If we start with the idea of people growing crops and trading with one another—as if it were some radical new idea, not the way things have worked for about 12,000 years since the invention of agriculture—and we follow it to its logical conclusion, we would end up reconstructing all of modern industrial capitalism.Market exchange is emergent, and productive enough that hobby farmers can contemplate being productive enough to swap carrots for peppers (kale, quinoa, and mangoes will be a more difficult matter) and enjoy the privilege of being able to devote both eyes to observing the weather rather than having to keep one alert for Vikings bent on pillage.

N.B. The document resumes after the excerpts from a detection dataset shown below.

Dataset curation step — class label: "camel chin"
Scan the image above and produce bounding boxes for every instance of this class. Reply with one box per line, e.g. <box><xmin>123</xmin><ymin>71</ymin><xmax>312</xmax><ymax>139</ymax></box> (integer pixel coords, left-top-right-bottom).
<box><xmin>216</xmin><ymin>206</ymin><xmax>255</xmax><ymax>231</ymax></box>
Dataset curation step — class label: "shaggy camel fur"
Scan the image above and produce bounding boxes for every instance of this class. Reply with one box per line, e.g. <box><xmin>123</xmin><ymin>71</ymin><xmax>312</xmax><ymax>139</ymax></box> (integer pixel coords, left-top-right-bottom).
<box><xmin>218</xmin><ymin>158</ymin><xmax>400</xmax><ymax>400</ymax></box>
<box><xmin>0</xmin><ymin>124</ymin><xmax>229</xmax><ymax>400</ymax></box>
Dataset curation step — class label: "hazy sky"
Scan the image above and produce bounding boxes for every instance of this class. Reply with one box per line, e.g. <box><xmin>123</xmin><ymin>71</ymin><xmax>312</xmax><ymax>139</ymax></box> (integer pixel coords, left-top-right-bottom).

So the story here is that a hippie accidentally stumbled upon the concepts of division of labor and trade and the science of economics. He came across all of it as if it were some weird new revelation that no one had ever thought of before, because clearly he has never thought about it before (and probably won’t, even now that he has stumbled across it).
TRULY ON THE WRONG SIDE OF HISTORY.
Some locavore posted a photograph that proposes what seems to be a good idea, at least until somebody gets the idea of cutting some trees, building some longships, and pillaging those fields.
Cold Spring Shops readers all understand that specialization and division of labor are the beginning of prosperity. But hippies, Scott Tracinski quips, must discover the principles ab initio.